Professor James D. Tabor, Ph.D., Chair of the Department of Religious Studies at the University of North Carolina at Charlotte, has responded to Dr. Jack Poirier’s critical review of Tabor’s recently published The Jesus Dynasty: The Hidden History of Jesus, His Royal Family, and the Birth of Christianity (New York: Simon & Schuster, 2006). Tabor’s original rebuttal of Poirier’s review was published on The Jesus Dynasty Blog.

Poirier’s review has caused a stir on the Internet, with blog sites such as Mark Goodacre’s NTGateway Blogs commenting on Poirier’s review.

Read Tabor’s response to the Poirier review. Tabor begins his response,

I wanted here to offer a few notes and observations in response to Jack Poirier’s on-line review of my book, The Jesus Dynasty on the Jerusalem Perspective Web site. I would not attempt to respond here to the underlying theological differences between us, and how Poirier’s assumptions differ from my own as a “liberal scholar,” nor to the tone and attitude Poirier adopts in his review. I will leave that to readers of my book and of his review to judge. I do want, however, to get some facts straight in the hope of bringing some clarity to a number of points he raises.

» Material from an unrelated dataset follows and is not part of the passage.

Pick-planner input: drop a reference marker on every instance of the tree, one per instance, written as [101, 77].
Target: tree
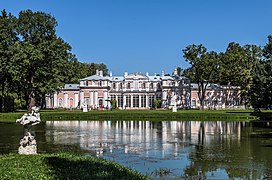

Read Poirier’s rejoinder to the Tabor response, which includes,

I’m frankly surprised that Tabor would deny that most scholars reject the so-called James ossuary. I was there at the after-hours exhibit of the James ossuary in Toronto the same night Tabor was there, and I witnessed first hand his initial excitement over the ossuary. Many scholars (including myself) shared that same excitement in the beginning. In my experience, however, those scholars who still think that the inscription may be authentic are few and far between.